Finding permutations of a stabilizer subgroup of An

[goalieplayer]

Alright, I understand what a stabilizer is in a group, and I know how to find the permutations of An for any small integer n, but for a stabilizer, since it just maps every element to 1, would all permutations just be (1 2) (1 3) ... (1 n) for An?

 

[AcidRainLiTE]

I think you may be confused about what the stabilizer is.

Suppose you have

1. a group G
2. a set S (this set is not necessarily a group, it is just a bunch of elements)

There need be no connection between the elements of S and the elements of G. That is, S is just a collection of elements that can be entirely distinct from the elements of G.

An action of G on S is a map from G \times S \rightarrow S. (We also place two requirements on the behavior of this map, but just ignore this for the moment). In other words, "G acts on S" means that given any g \in G and any x \in S we can "apply" g to x and get a new element, y, of S. Symbolically, gx = y (though this looks like we are operating g and x using the group operation of G, this is not what we are doing. x is not even in G; it is in S).

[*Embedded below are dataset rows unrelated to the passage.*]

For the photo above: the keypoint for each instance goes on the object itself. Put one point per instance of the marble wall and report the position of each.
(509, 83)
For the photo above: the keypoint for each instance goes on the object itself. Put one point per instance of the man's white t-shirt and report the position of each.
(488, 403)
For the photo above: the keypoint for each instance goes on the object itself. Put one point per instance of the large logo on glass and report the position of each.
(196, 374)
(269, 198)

The group of S_n of permutations provides a very natural example of all this. Take for instance S₃. Here G = S₃ and S = {1,2,3}. Given a particular permutation \sigma \in S_3, we can talk about what the permutation does to any element of S. Take \sigma = 'the permutation that transposes 1 and 2'. Then \sigma2 = 1. So \sigma "acts" on the element 2 and gives the element 1.

Are there any permutations in S_3 which act on 2 and just give 2? Yes, there are two of them:

1. \sigma_1 = 'the permutation that transposes 1 and 3'
2. \sigma_2= 'the permuation that leaves all the elements fixed' (identity)

The stablilzer of 2 is the set of both these permutations: Stab(2) = \{\sigma_1, \sigma_2\}. In general, the stablilizer of an element x \in S is:
Stab(x) = \{g \in G | gx = x\}.

...since it just maps every element to 1.

Here is where I think you are somewhat confused. The stablilzer does not map every element to 1. The stablilzer of x \in S consists of all the elements of G that send x to x. The stablilzer does not send anything to 1 because there isn't really a 1 in S. 1 is in the group G.